WHISTLER (Reuters) - Lindsey Vonn is likely to train on Thursday as planned despite a shin injury which was limited to muscle damage and did not affect the bone, her U.S. team's medical staff said on Wednesday.

Downhill and super-G gold medal favorite Vonn revealed earlier that she had suffered an injury while training in Austria last week and that her participation in the Winter Games was in doubt.

But it was a more positive message from the U.S. team later in the day at the Alpine skiing venue at Whistler.

"From a medical standpoint, we will meet in the morning and decide whether it is smart for her to do a training run --- right now our plan is 100 percent yes," U.S. women's Alpine skiing team doctor Bill Sterett told a news conference.

SHIN BANG

"This isn't a bone issue, her bone isn't hurting at all - it is not a typical shin bang. It's a muscular problem - just a deep bruise to the muscle," said Sterett.

"We are now dealing with some bleeding that happened in the muscles at the front of her leg and it's resolving and getting better on a day-to-day basis," he said.

The doctor said the plan was to continue with Vonn's original schedule for the Games.

"There is absolutely no change in the current plan for Lindsey, in what she is racing in or what she is training in," he said.

"Each and every morning we will get together with Lindsey and her trainer and other people and make the right decision for Lindsey on that particular day."

U.S. downhill coach Alex Hoedlmoser was pragmatic about Vonn's chances of a quick return to the slopes.

"Either she is able to do it or not, that's the question. If she's not fit, then she's not going to do it," he told Reuters.

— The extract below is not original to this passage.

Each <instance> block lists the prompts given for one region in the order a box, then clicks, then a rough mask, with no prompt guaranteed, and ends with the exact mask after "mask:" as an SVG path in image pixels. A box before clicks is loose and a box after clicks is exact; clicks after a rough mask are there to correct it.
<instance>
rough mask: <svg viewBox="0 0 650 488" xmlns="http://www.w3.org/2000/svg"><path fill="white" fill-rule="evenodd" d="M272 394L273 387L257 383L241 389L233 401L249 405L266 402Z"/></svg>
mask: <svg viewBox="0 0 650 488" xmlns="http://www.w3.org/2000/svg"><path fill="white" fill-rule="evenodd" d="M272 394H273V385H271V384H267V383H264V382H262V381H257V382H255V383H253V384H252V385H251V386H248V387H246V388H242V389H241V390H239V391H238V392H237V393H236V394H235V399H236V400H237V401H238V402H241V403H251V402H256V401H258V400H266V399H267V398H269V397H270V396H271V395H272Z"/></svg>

"If she doesn't do training on Thursday, then it's not the end. She can still do Friday, she just needs one run before the race," he said, adding that he thought she had a 90 percent probability of her starting Thursday's training.

"It's a bruise of the muscle on the shin, which is a very common injury among skiers. Something that is very painful because it's on the boot top and that's an area that you just use a lot, but it's nothing serious. It's something that's painful"

Vonn has dominated the speed events in the women's World Cup this season and is also a medal contender in the technical events.